“Something unique” is the phrase de jour it seems when it comes to our corporate event and incentive enquiries. Whether it’s for pre-dinner drinks, restaurant options, a conference venue, a hotel, or an incentive programme, there is an increased desire to do something different and give people new experiences. However, freedom to offer creative solutions comes with a price, and that has to be balanced with multiple other demands of the event such as location, budget, transport, diversity in delegates etc etc.
This is where the beauty of working with a smaller agency comes into play when producing truly unique corporate events.
A smaller events agency, such as Clearwater Events, is large enough to align itself to strategic meeting management ideals and have purchasing power, and yet still has a finger or two firmly on the pulse of where and what the up and coming venues, restaurants, bars, experiences and theming options are. More importantly, an event management agency such as ourselves works collaboratively with our clients (or potential clients) to fully understand their definition of “something unique”. It’s amazing how such definitions differ and our more personal touch ensures we are able to invest time in understanding what creative solutions are being researched rather than a cookie-cutter approach of offering previous solutions. A unique cookie soon becomes a stale one.
As a Birmingham event management and Destination Management company, we consider continuous review of what makes something unique to be a key part of our duties. This review can be about knowing the latest restaurant or bar to open, and knowing the hidden secrets of what makes a particular hotel/venue/activity work well (or not work well as the case may be). It’s also about keeping fresh with ideas for managing the event, or incentive. I roll my eyes when people think “a treasure hunt” is unique. Not that there is anything wrong with treasure hunts, you will certainly find them on our proposals. But it’s essential that the ideas within that activity remain fresh and current, whether it’s by using technology such as tablets, (or in the future maybe Google Glasses), or by doing something creative, iconic and memorable during the activity. It is also crucial that the needs of the delegate are considered and understood. You can dress a treasure hunt up all you like, but if you have a group of people who don’t like walking then your unique activity soon becomes a dead duck. But then again, who said a treasure hunt needs to be on foot…
For unique corporate events, a broad knowledge of what’s available is essential, as is creativity (think big, think ginormous, and scale down where necessary from there), and using technology to help, such as Twitter, Pinterest etc to keep fresh with what’s current, or for some initial inspiration. Having an ideas page on a phone or just a simple notebook if you are old school can be a great starting point. When that 3am moment of inspiration comes, it gets recorded, when something new is seen or heard, it gets recorded. Our collective ideas box is potentially are largest and biggest asset.
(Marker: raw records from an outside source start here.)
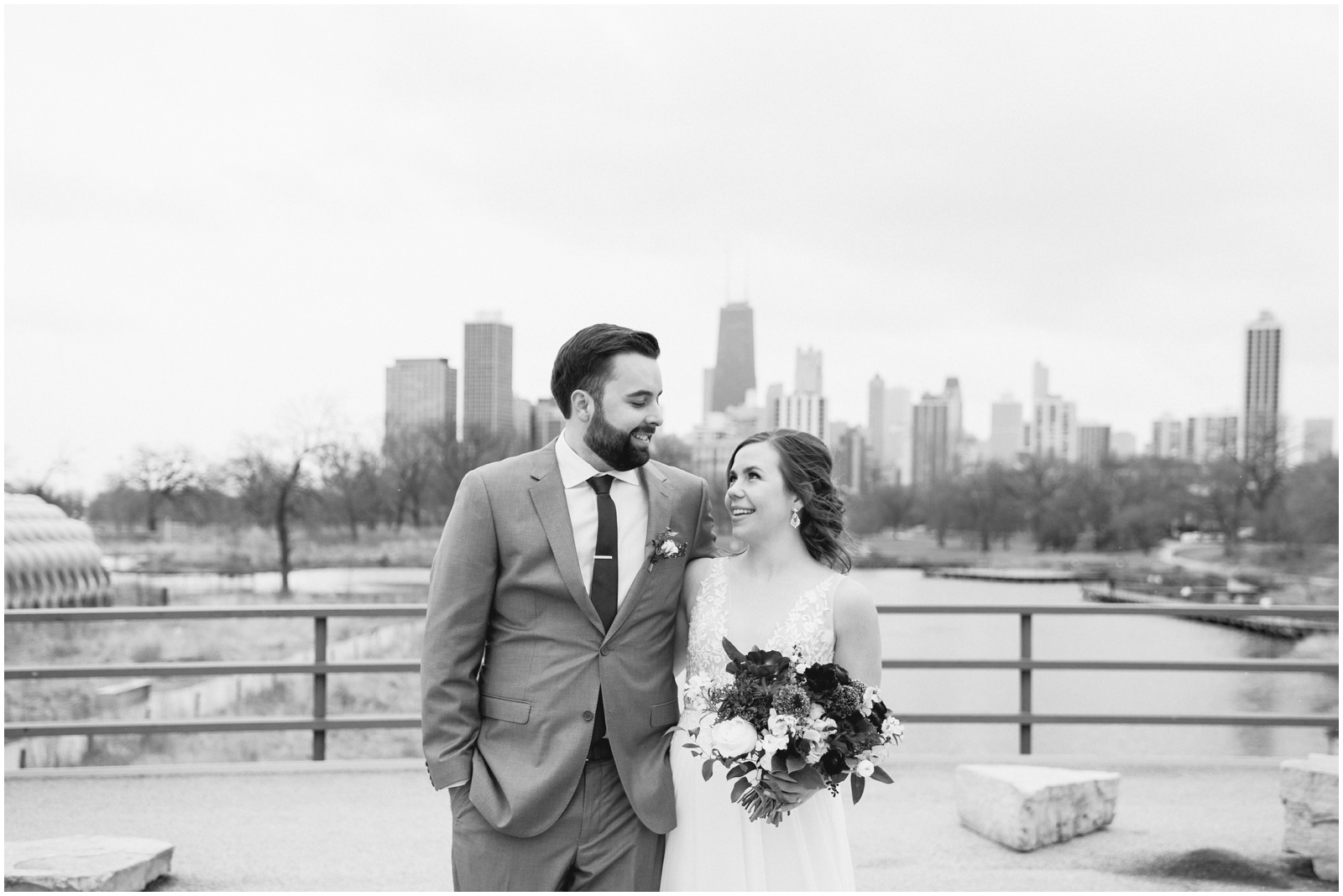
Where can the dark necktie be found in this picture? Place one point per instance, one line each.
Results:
(606, 565)
(606, 580)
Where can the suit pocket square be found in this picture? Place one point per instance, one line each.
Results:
(505, 710)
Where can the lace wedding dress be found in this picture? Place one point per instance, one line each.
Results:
(715, 846)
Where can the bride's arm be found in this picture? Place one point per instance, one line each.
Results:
(857, 633)
(695, 573)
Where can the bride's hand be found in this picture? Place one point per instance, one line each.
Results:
(792, 793)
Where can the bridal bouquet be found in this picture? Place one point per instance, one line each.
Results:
(776, 719)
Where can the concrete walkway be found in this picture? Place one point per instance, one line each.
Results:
(1181, 826)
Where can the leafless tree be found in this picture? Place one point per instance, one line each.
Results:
(161, 477)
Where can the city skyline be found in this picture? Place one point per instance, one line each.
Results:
(915, 192)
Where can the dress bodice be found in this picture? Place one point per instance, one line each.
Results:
(806, 632)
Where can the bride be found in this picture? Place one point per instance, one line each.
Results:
(786, 589)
But it’s also important to invest and align with the right people. We wouldn’t dream of running an event in another country without aligning ourselves to local DMC’s who understand what it is about that location that is unique. Likewise, it can be frustrating when we hear of people who bring their events to Birmingham for a ‘unique experience’, but who don’t do the same, and subsequently have a mediocre experience in a carbon copy venue to any other European city.
Truly unique events comes from truly unique solutions, which come from solid partnerships, enquiring, creative minds, and using past experience to understand what to do and how to make it better Unique events do not come from the cookie cutter machine, no matter how delicious. And that, ladies and gentleman, is what we call Clearwater Thinking.